Re: [PATCH 09/21] KVM: TDX: Retry seamcall when TDX_OPERAND_BUSY with operand SEPT

Paolo Bonzini <pbonzini@xxxxxxxxxx> · Tue, 10 Sep 2024 17:16:13 +0200

On Tue, Sep 10, 2024 at 3:58 PM Sean Christopherson <seanjc@xxxxxxxxxx> wrote:
> On Tue, Sep 10, 2024, Paolo Bonzini wrote:
> No, because that defeates the purpose of having mmu_lock be a rwlock.

But if this part of the TDX module is wrapped in a single big
try_lock, there's no difference in spinning around busy seamcalls, or
doing spin_lock(&kvm->arch.seamcall_lock). All of them hit contention
in the same way.  With respect to FROZEN_SPTE...

> > This way we know that "busy" errors must come from the guest and have set
> > HOST_PRIORITY.
>
> We should be able to achieve that without a VM-wide spinlock.  My thought (from
> v11?) was to effectively use the FROZEN_SPTE bit as a per-SPTE spinlock, i.e. keep
> it set until the SEAMCALL completes.

Only if the TDX module returns BUSY per-SPTE (as suggested by 18.1.3,
which documents that the TDX module returns TDX_OPERAND_BUSY on a
CMPXCHG failure). If it returns BUSY per-VM, FROZEN_SPTE is not enough
to prevent contention in the TDX module.

If we want to be a bit more optimistic, let's do something more
sophisticated, like only take the lock after the first busy reply. But
the spinlock is the easiest way to completely remove host-induced
TDX_OPERAND_BUSY, and only have to deal with guest-induced ones.
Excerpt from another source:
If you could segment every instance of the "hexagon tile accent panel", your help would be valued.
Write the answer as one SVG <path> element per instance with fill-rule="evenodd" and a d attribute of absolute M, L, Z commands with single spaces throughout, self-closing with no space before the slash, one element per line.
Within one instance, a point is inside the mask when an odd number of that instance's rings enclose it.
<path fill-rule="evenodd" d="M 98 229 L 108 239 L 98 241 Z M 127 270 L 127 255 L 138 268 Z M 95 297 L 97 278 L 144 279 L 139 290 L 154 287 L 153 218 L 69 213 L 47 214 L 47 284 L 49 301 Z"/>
> > It is still kinda bad that guests can force the VMM to loop, but the VMM can
> > always say enough is enough.  In other words, let's assume that a limit of
> > 16 is probably appropriate but we can also increase the limit and crash the
> > VM if things become ridiculous.
>
> 2 :-)
>
> One try that guarantees no other host task is accessing the S-EPT entry, and a
> second try after blasting IPI to kick vCPUs to ensure no guest-side task has
> locked the S-EPT entry.

Fair enough. Though in principle it is possible to race and have the
vCPU re-run and re-issue a TDG call before KVM re-issues the TDH call.
So I would make it 5 or so just to be safe.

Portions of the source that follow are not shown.